I do not stop running. Slow down? Yes. Take longer walks between intervals? Maybe. Stretch a little longer and more often once I get home? You bet.
I've felt this before. Lots of times. I'd call it a grade one tear that Rest, Ice, Compression, and Elevation should take care of in a couple of days. It's the same direction a real doctor once gave me right before she suggested I run in a serpentine fashion on a less busy roadway.
Not that I do that. It's crazy enough to be running every day on the same roads, I'm not sure I could handle the stares (let alone the beeping of car horns) were I to slither from one side to the other.
I blame the roads, especially where they heave in the center, having succumbed to the forces of the universe and four seasons of weather, which conspire to make a runner's one hip work harder than the other.
I am almost at the end.
I will lay on the floor later and think about this as I perform leg lifts and deep knee bends and side angle lunges. I don't know for sure if any of these exercises help me, but they don't seem to be hurting any. Unless you count my pride when a kid of mine will ask if I need help to my feet as they stumble across me accidentally.
They probably guess that I will be the proverbial Old Woman who will lay there for days, not wanting to admit that she's found herself in a pickle.

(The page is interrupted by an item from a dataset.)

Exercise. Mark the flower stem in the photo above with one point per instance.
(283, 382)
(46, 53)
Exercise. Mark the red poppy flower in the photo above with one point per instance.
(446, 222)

They check on me now and again just for practice.
Maybe it's all the groaning I do during transitions: going from standing to sitting, sitting to standing ... or just the act of thinking about kneeling. Standing up from the position takes more thought, surely, but it doesn't take an assist. Not yet.
Truth is, the best years are coming. That's what a recent story in the New York Times said anyway, as it refers to runners who get their starts later in life.
They have mounds of statistics and data to back up such claims, of course. But I'd believe it without a shred of proof.
I speak for myself when I say, we older folks are grateful for just being able to put one foot in front of the other; our goals aren't that high. This starting from zero and getting incrementally faster is the polar opposite of what my track star friends seem to experience.
At some point, though, we all meet our apex. That highest point in the journey, where we look out over the top and marvel at the majesty before we turn around and make our way back down.
Some of us don't recognize it and fail to take a few extra moments to take it all in.
I'm not sure where I am on that journey, but I know to mark the milestones. Today I finished 365 days of consecutive running, amounting to fourteen-hundred-and-forty-five miles during the course of one year; at every time in the day, in every sort of weather. I ran through shin splints and blisters and headaches and allergies. I ran through local streets and unfamiliar cities. I ran around my pool as my kids doused me with water soakers just to keep the streak going.
And as I stand here on this mountain looking down at my accomplishment, I'm filled with gratitude and a sense of completion. Enough of each to stop, on my own terms, without injury, and without regret. And rest.
And for anyone out there starting their streak again, I hope that the road rises to meet you just as gently.